Existen precedentes. Estados Unidos y China cooperaron contra la piratería en el golfo de Adén; incluso en plena Guerra Fría, Washington y Moscú alcanzaron acuerdos pesqueros pragmáticos. La seguridad marítima puede ser un terreno de distensión.

Para Chile, esta agenda no es meramente táctica. Su condición de país tricontinental —con proyección antártica— y su desarrollo astronómico y espacial le otorgan ventajas comparativas. Integrar monitoreo oceánico con capacidades espaciales propias no solo fortalece la soberanía, sino que posiciona al país como nodo tecnológico del Pacífico sur. Una constelación satelital regional —aunque sea gradual— podría convertirse en el equivalente marítimo de lo que el Sistema de Alerta Temprana fue para la defensa aérea en el siglo XX.

El combate a la pesca INDNR no debe convertirse en un capítulo más de la rivalidad estratégica entre Washington y Pekín. Si se gestiona con inteligencia, puede ser lo contrario: un laboratorio de cooperación funcional entre potencias y países costeros latinoamericanos.
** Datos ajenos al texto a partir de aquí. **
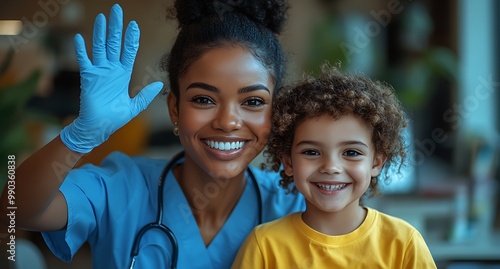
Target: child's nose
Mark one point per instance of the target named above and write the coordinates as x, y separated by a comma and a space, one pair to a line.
228, 118
330, 165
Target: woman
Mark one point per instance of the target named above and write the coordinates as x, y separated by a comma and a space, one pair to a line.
223, 69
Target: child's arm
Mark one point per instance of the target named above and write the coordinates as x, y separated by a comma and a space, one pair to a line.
105, 106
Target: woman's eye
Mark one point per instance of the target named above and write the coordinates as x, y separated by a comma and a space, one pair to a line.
254, 102
202, 100
352, 153
310, 152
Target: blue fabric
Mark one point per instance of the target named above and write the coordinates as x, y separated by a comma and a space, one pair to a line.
109, 204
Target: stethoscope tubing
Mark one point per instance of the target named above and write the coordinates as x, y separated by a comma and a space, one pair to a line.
158, 224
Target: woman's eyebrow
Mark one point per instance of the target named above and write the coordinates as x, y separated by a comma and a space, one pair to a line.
201, 85
255, 87
251, 88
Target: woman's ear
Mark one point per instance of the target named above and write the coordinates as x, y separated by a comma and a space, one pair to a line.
287, 163
378, 163
173, 110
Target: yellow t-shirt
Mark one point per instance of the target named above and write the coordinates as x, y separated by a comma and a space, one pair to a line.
381, 241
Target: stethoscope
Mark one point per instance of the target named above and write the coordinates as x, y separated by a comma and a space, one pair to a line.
159, 215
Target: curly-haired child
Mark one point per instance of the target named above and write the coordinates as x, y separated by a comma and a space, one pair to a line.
334, 136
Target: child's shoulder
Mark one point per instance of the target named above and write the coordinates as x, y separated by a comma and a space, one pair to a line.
391, 223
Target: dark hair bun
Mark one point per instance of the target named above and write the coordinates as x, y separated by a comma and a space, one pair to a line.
268, 13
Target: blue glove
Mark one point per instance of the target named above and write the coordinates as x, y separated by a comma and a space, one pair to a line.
105, 103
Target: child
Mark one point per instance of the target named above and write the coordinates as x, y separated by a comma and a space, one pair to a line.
334, 135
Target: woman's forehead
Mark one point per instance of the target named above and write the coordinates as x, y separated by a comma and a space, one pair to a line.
227, 66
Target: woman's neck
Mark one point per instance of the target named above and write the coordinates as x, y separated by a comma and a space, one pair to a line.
211, 199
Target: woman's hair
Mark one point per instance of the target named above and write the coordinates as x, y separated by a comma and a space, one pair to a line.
338, 94
205, 24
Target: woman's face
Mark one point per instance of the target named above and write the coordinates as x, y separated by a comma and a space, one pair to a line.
224, 110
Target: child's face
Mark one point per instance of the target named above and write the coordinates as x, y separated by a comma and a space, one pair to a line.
224, 110
332, 161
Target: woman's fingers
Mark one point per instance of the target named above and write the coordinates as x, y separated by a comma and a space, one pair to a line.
131, 45
114, 42
81, 52
99, 40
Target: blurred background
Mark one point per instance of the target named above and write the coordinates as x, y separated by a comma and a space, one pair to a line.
440, 56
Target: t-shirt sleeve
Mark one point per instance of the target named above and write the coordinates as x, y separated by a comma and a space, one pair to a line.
249, 255
417, 254
88, 197
277, 202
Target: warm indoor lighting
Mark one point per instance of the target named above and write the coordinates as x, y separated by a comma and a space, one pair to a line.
10, 27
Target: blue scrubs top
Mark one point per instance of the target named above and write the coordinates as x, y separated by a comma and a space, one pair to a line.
109, 204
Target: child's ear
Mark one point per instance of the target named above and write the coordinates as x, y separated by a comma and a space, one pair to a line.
378, 163
287, 163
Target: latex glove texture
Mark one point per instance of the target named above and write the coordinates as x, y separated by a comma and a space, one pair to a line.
105, 103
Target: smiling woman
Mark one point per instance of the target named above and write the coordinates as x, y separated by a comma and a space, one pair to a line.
224, 69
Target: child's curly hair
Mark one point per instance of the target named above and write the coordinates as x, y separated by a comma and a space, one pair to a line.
338, 94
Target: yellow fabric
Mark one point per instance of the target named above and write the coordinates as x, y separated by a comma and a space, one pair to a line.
382, 241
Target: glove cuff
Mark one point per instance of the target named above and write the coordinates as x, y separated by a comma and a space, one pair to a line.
79, 140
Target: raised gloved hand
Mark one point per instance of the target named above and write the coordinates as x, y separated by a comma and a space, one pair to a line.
105, 103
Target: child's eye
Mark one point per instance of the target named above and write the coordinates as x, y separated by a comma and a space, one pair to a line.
310, 152
204, 100
352, 153
254, 102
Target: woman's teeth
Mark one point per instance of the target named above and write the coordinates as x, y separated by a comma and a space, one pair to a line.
328, 187
224, 145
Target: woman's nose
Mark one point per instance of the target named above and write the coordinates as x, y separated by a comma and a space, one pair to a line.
228, 118
330, 165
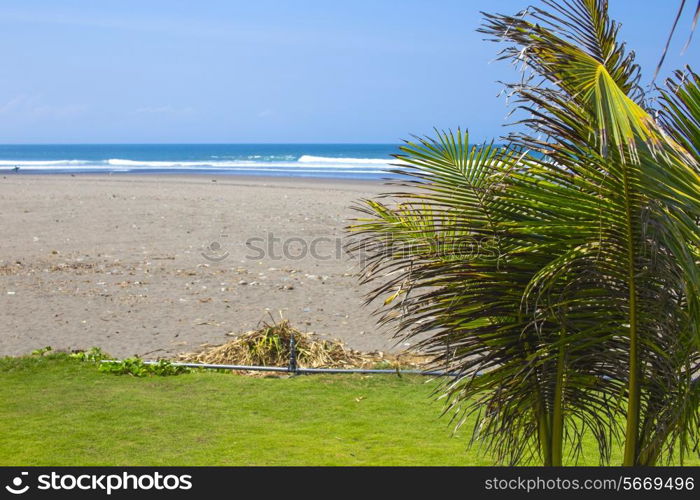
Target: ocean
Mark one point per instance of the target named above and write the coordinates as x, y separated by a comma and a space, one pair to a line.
354, 161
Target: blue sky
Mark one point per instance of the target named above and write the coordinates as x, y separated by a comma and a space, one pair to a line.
80, 71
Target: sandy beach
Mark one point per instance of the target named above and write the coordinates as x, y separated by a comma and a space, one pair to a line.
155, 265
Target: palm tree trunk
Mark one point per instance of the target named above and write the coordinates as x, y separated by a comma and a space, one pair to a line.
634, 383
557, 439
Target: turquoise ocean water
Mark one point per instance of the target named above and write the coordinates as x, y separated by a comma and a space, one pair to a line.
354, 161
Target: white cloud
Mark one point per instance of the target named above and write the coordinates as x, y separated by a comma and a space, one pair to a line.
165, 110
33, 106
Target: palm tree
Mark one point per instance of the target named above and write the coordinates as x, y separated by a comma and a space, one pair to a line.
580, 311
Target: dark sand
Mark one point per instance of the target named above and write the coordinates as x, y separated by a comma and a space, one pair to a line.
154, 265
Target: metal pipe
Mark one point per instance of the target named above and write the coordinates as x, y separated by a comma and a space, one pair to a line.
308, 371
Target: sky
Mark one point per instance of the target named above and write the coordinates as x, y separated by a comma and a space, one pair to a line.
285, 71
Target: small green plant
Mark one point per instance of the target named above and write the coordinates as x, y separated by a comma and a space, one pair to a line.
94, 355
42, 351
137, 368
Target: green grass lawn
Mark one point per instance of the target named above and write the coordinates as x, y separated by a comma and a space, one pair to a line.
56, 411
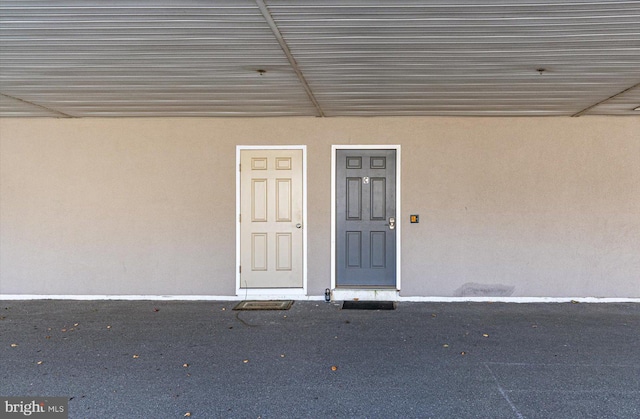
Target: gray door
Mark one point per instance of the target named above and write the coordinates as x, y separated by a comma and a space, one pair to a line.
365, 218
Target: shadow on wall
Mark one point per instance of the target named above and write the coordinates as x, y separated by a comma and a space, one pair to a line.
472, 289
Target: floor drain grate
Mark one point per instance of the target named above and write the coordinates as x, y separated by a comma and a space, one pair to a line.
264, 305
369, 305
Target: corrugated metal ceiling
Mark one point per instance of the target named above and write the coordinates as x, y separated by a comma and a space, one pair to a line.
91, 58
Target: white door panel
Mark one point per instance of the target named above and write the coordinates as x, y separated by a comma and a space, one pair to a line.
271, 205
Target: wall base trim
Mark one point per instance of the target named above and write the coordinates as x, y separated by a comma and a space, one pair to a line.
390, 296
96, 297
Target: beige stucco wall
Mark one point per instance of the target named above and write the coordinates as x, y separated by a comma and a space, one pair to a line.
508, 206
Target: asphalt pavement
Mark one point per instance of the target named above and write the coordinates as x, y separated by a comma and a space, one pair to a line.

Los océanos no reconocen banderas; las corrientes migratorias de los peces tampoco. La gobernanza del siglo XXI no se jugará solo en tratados comerciales o alianzas militares, sino en la capacidad de construir sistemas integrados de información, fiscalización y confianza. En el Pacífico sur, Chile tiene la oportunidad —y la responsabilidad— de impulsar esa arquitectura.

Porque proteger el mar no es alinearse con uno u otro polo de poder. Es defender la sustentabilidad, la economía y la estabilidad regional. Y eso, en tiempos de competencia global, puede ser la forma más inteligente de ejercer soberanía.